Telle quelle, la future loi suisse se présente bien comme une incarnation solide, ouverte et pragmatique du modèle européen standard du partenariat enregistré. Elle s'affranchit sans effort de l'hypocrisie du PACS français, qui cache derrière les concubins un statut au rabais pour les couples de même sexe. Elle ne se croit pas obligée de rejoindre les Pays-Bas dans la permissivité à choix multiple: mariage, partenariat ou union libre, que ce soit pour les homos ou les hétéros. Elle est en somme à l'image d'une Suisse moderne, en paix avec elle-même, telle qu'on peut la voir sur les Arteplages. Pourvu que ça dure...


Le maigre front du refus

Le succès de la Pride de Sion, l'an dernier, et l'accueil sympathique que les Valaisannes et les Valaisans lui ont réservé, n'ont pas ébranlé le gouvernement cantonal: il se retrouve seul des 26 cantons à être comptabilisé parmi les opposants dans l'analyse de la consultation. Curieusement, le canton de Vaud n'est pas loin (c'était encore le précédent gouvernement), considérant avec Schwyz et la Thurgovie qu'on en fait un peu trop...

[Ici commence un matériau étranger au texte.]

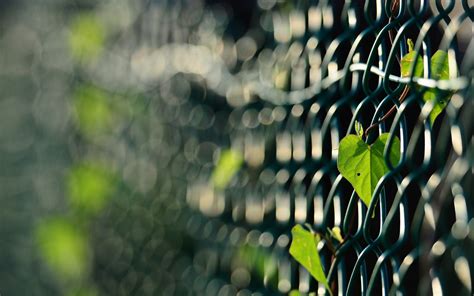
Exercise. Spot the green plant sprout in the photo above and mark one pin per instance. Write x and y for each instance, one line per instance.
(363, 165)
(439, 71)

Parmi les partis gouvernementaux, seule l'UDC est opposée au projet. Socialistes et radicaux, eux, font assaut de progressisme pour combattre la discrimination en matière d'adoption comme pour souhaiter que l'institution civile du mariage elle-même ne soit plus réservée aux seuls couples formés d'un homme et d'une femme. Même la Conférence des évêques suisses ne parvient pas à se faire enregistrer comme opposante, laissant cela aux groupuscules fondamentalistes qui s'apprêtent déjà à lancer, le moment venu, le référendum.